In this article, we’re going to look at one of those key things that people don’t realise. And that is what happens when you’re juggling your time.
Now, juggling your time is one of those excellent business skills to have because let’s face it, we don’t have all the time in the world. Time is probably the most precious thing we have at our disposal. But here’s the thing, you got to be careful about how you juggle your time. Otherwise, what you might be finding is wrongly juggling. That snippet of time here and a snippet of time there inevitably leaves crucial elements on the table that you need to be dealing with now. And this is where you can find an organisation that has high commercial, operational or technical debt.
Now what we mean by these levels of debt? Well, commercial liability is simple, and most people know about this already. It is where you’re leaving money on the table, to fund business expenses, asset acquisition and improvements. It is common for businesses to accumulate commercial debt when first starting out. Now, when you have this commercial debt, there are many people around to help you deal with managing that. And there’s probably also a good focus on its reporting on this debt. Because usually, this sort of financial reporting is one of the critical things you should already have in your organisation.
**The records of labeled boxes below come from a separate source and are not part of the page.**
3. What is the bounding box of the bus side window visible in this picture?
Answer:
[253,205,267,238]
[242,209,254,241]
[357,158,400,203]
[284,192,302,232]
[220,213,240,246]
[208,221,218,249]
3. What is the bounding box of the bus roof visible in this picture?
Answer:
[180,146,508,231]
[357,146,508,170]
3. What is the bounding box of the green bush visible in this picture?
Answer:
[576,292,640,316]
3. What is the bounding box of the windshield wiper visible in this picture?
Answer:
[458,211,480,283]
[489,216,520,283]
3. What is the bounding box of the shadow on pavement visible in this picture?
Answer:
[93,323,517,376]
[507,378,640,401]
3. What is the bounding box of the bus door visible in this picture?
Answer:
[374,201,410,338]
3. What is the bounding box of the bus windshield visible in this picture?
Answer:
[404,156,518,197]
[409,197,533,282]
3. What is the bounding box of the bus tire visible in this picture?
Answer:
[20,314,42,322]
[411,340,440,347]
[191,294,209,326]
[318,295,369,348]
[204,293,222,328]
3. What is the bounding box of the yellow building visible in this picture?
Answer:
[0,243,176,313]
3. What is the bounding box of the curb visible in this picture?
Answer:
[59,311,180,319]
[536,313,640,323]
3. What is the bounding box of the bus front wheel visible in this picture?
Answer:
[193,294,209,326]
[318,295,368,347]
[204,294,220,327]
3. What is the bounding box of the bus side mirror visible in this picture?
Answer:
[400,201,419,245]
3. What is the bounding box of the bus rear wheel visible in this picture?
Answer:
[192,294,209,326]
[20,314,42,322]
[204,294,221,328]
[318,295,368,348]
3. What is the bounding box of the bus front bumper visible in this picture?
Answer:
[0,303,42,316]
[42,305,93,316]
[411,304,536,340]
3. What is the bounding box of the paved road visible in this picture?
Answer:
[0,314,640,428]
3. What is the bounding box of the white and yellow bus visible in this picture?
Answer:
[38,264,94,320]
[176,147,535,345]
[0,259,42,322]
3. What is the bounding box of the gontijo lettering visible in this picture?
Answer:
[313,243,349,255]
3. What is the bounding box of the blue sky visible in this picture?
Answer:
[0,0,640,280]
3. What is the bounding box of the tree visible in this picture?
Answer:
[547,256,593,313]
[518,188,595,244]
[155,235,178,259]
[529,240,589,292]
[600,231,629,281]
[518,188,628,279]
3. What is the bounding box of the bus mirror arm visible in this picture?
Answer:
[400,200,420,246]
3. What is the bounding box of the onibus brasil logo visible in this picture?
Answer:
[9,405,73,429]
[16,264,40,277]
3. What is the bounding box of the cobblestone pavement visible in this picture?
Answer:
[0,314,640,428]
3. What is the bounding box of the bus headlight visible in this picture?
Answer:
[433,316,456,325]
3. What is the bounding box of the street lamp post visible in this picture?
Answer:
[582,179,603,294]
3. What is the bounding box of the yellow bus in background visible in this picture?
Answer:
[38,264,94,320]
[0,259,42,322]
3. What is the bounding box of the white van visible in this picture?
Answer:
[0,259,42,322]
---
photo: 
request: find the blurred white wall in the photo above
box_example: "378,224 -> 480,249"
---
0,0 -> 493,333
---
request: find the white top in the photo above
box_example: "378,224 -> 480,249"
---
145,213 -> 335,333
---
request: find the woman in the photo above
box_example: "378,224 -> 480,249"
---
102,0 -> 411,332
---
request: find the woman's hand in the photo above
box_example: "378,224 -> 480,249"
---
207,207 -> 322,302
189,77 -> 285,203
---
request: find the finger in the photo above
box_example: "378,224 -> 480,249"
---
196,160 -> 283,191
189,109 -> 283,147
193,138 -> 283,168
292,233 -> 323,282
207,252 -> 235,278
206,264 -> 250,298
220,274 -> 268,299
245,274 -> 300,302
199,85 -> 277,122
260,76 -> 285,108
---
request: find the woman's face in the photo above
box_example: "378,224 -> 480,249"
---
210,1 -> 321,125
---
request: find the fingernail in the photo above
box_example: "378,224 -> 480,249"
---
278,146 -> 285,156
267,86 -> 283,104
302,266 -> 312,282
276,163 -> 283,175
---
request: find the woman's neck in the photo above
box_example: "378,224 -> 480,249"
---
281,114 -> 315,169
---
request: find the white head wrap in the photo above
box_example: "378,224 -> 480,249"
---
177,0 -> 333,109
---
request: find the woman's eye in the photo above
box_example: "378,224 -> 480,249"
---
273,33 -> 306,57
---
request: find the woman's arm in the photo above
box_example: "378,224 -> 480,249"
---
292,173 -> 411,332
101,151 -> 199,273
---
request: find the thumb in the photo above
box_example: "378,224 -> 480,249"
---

What about the other two? What about operational debt or technical debt, are these things that you’re currently tracking inside your organisation? When it comes down to operational debt or technical debt? These are the things that you didn’t quite get to finish the things that don’t quite work well. The workarounds you put in place, it’s like the Beer matt under the wonky table effectively, because you’ve got your organisation running, you’ve gone through some change to make it even better, but you still haven’t got it right. There are still things that that is causing you problems and causing your organisation pain, and this is the technical and operation debts.
Now, with some business owners and entrepreneurs I work with, they have this way of being able to look at their business. And they will, they will go from one great idea to the other great idea. From one shiny object to another shiny object, and behind them, they are leaving this trail of devastation in their business. Then wake up one day to find out that is costing them lots of money, because they haven’t fixed these problems. And when they try to fix these problems after the event to inevitably requires even more money and time.
“So what!” you might be thinking. Well, one of the critical things is actually to make decisions about what debt you are carrying. What debt you are not caring, and also to make sure that you have this all logged down somewhere so you can go back and review regularly. And then when you’ve got the opportunity to clear out some of that debt, do so. So that you’re no longer paying the interest and overcharges. Because, this type of debt will cripple your organisation by reducing your velocity, reducing your flexibility and ultimately cost you a lot more money. And, I’m sure that’s something you don’t want for your organisation.
Therefore, you’re going to make sure you’re clear out your commercial, operational and technical debt. Are you going to be tracking these things going forward? Are you going to log and report on these types of debts so at least you know what debt you’re carrying? Are you just going to continue to ignore it and only worry about it when you get out final demand letter?